Se ciascuno di noi ritiene di allinearsi a quanto generazioni e generazioni hanno cercato, pensato e accettato sull’umana volontà di non morire per sempre, non possiamo non comparare quanto in merito è stato pensato, detto e scritto. Nel mondo pagano classico si concepiva l’Ade ( Inferi per i latini ) un luogo sotterraneo avvolto da una perenne atmosfera caliginosa e da una luce opaca dove le anime dei trapassati, senza distinzione tra buoni e cattivi, vagano tristemente inappagate, perché, all’apparenza, private delle gioie terrene, in realtà, perché sprovviste di una mèta e di una finalità che sapessero dare una prospettiva al loro eterno vagare.  Basta leggersi nell’Eneide di Virgilio, l’incontro di Anchise col figlio Enea, disceso all’Ade per conoscere il proprio destino, per comprendere lo stato di amarezza e di frustazione, oltre alla sensazione di vuota inutilità che affligge quelle ombre.

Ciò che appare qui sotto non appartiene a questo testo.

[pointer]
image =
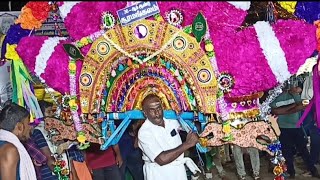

 Sperando che l’uomo operi le sue scelte guidato da un “sano egoismo”, è pensabile che sappia cogliere la soluzione più appropriata per fornire la giusta, e quindi la migliore, risposta al suo cercare. Il valore unico e incontrovertibile del Cristianesimo è che un Dio, Gesù, si è incarnato, è morto e risorto solo per consegnare un progetto-prospettiva di esistenza felicemente eterna e un significato all’essere dell’uomo e del suo spirito.  Il Paradiso promesso è una condizione di luce non solare, cioè caduca, ma divina, cioè infinita.

 Sostenuto dalla curiosità, il dubbio che spinge sempre verso la certezza, mi ha indotto a scuriosare nell’islam, nell’ebraismo, nel buddismo, in Geova. Sarebbe ingiusto e inveritiero sostenere che sia tutto da buttare, se non altro sostengono il valore etico della vita al fine di essere migliori. Obiettivamente è un po’ poco se lo confronto con chi mi offre l’opportunità, se mi è gradita e se lo desidero, di essere a tutti gli effetti figlio del Dio-Creatore. Un Dio che crea e ama il frutto del suo creare al punto da proporre non un’alleanza  assoggetata alla legge o  alla paura, nè di semplice creatura soggetta, bensì un rapporto stretto di figliolanza basato sull’amore, è una proposta unica e risolutiva anche per le più alte e complesse aspirazioni umane. La scelta, a questo punto, dovrebbe apparire ovvia, eppure l’ovvietà, anche se ciò può sembrare una contraddizione insensata, è ancora lontanissima da realizzarsi, poiché una grossa responsabilità grava sulle spalle dell’uomo: la necessità della libera scelta, così come ha deciso Lui.  La libertà senza regole è solo disordine, ciononostante, furbescamente, si ritiene conveniente non scegliere o scegliere il più tardi possibile.  Temo che il buon Dio non accetti il last minute trip ( viaggio dell’ultimo minuto ), un saldo super scontato per non restare invenduto come fanno i Tours operators per realizzare almeno le spese e certi turisti per spendere il meno possibile.  Concludendo, mi resta obiettivamente molto difficile individuare una confessione religiosa che possa reggere nei contenuti e nelle prospettive il confronto con la fede in Cristo a patto che si voglia coglierne il vero valore intrinseco.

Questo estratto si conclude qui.